Queensland’s Hugo Marks danced around the Loughborough defence but was eventually cut down and Queensland were awarded a penalty that was kicked into touch on the Loughborough 22 yard line. By this point Queensland were looking much stronger than they had all game as they were able to hold onto possession and come very close to scoring on the wing. The ball started to move between hands and make it to the opposite wing but the Queensland flanker was cut down at the last moment to the great relief of the crowd.
A yellow to Henry Spencer put Loughborough one man down and the Australian tourists took advantage of this as they powered over the line despite the best efforts of the Loughborough defence. Brandon Murray converted and the score moved to 20-7 to Loughborough.
With a try to their names, Queensland started to play like a completely different side. Just as they started to gain some momentum they conceded a penalty that allowed Loughborough to gain ground deep into their half. Jack Wardel was then able to go on to score right under the sticks for Loughborough before James converted. The score was now a rather one sided 27-7.
An hour into the match there was another break towards the Queensland line that looked promising until a spilt catch caused a knock on. From the scrum, Loughborough took possession and after a series of attempts, Tom James scored just wide of the posts before going on to convert. With two tries conceded in very quick succession the Queensland team seemed completely deflated and the 34-7 score-line reflected this.

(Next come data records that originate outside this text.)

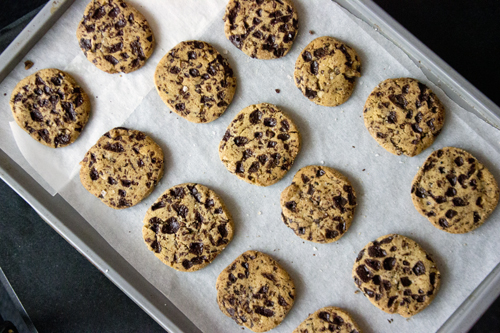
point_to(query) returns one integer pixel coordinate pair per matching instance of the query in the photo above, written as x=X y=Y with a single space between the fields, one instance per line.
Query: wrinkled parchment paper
x=334 y=137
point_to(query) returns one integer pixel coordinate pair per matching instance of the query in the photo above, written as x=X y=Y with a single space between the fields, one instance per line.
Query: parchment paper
x=334 y=137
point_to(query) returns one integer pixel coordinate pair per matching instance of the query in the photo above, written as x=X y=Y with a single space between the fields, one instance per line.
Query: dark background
x=63 y=292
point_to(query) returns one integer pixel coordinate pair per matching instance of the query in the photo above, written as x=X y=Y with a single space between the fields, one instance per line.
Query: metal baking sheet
x=71 y=226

Both teams were fighting for possession but neither could make an impression upon the other as the ball went back and forth between the two sides. When the tempo did pick up, the home side struggled to make it count until George De Conthi kicked the ball across to Brendan Mandivenga who was able to go on to score a further try for Loughborough. Dan Watt converted and moved the score onto 41-7.
The final nail in the Queensland coffin came in the form of a penalty that did not go into touch but was picked up by the Loughborough backs and carried almost undisturbed over the Queensland try line by Ryan Redman before Watt converted again. To the relief of the visitors the final whistle blew and the game finished as a 48-7 drumming from Loughborough.
It was nice to see the Loughborough players leave the pitch through a guard of honour formed by the Queenslanders as they shook hand and went on to lift the 1909 Cup.